"When Should a Child Be Taken from His Parents?" is the headline on a New Yorker story by Larissa MacFarquhar.
MacFarquhar recounts the struggle of a mother named Mercedes to prevent New York City's Administration for Children's Services from removing a child from her household. Three of her four children have been taken by social services. She is accused not of abuse but of neglect.
As Nick Saffran points out in City Journal, that plural noun–parents–in the headline misrepresents the situation described in the story:
[T]he the story’s title notwithstanding, children are rarely taken from their parents—that is, their biological mother and father, especially if the mother and father are married.
You wouldn’t know this from MacFarquhar’s story, which mentions men only fleetingly and marriage not at all.
. . .
MacFarquhar devotes plenty of space to exploring whether Mercedes is up to the challenge of raising her children, but she never asks why she has to do it alone.
There is nothing in the story about the fathers of Mercedes' children. We are told that her father–a drunk and deadbeat–reappeared in her life and beat her before her first child was born. But of the children's fathers–nothing:
The story describes a world in which children arrive spontaneously and inevitably, and where women, but not men, are compelled to bear the burden of raising them. Eliding the question of the parentage of Mercedes’s children and focusing exclusively on her difficulties with child services might make sense if the men who got her pregnant weren’t so central to what is happening. Social scientists have compiled overwhelming evidence on the benefits of marriage for children, including rates of child abuse and neglect.

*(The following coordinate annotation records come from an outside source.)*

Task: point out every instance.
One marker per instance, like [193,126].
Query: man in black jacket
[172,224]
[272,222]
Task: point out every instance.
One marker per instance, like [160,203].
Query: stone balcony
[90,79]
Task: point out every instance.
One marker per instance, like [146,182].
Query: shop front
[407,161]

The National Incidence Study of Child Abuse and Neglect, conducted between 2004 and 2009, found that the rate of maltreatment for children living with married biological parents was far lower than for children in any other family structure. Similarly, a 2010 study coauthored by Brown University president Christina Paxson found that only 5 percent of families in which the mother lives with the biological father of her children (even if not married to him) have any contact with protective services by the child’s fifth birthday. The rates for other types of family structure are two to three times higher.
No one in MacFarquhar’s article will acknowledge this reality.
MacFarquhar heaps lavish praise upon a family court judge who was “was notorious among caseworkers for her obsession with summer camp: if a child was not enrolled by the middle of spring, she would issue an order requiring it,” as if the real problem for kids being raised in poverty by single mothers is that they don't get to go to summer camp as much as more fortunate children.
State services step in when families fail, but government can't provide what families with two parents striving to bring up their kids can provide.
It is telling, Saffran notes, that the absence of married, two-parent households is now so pervasive that even a good reporter and writer like Larissa MacFarquhar doesn't even notice it.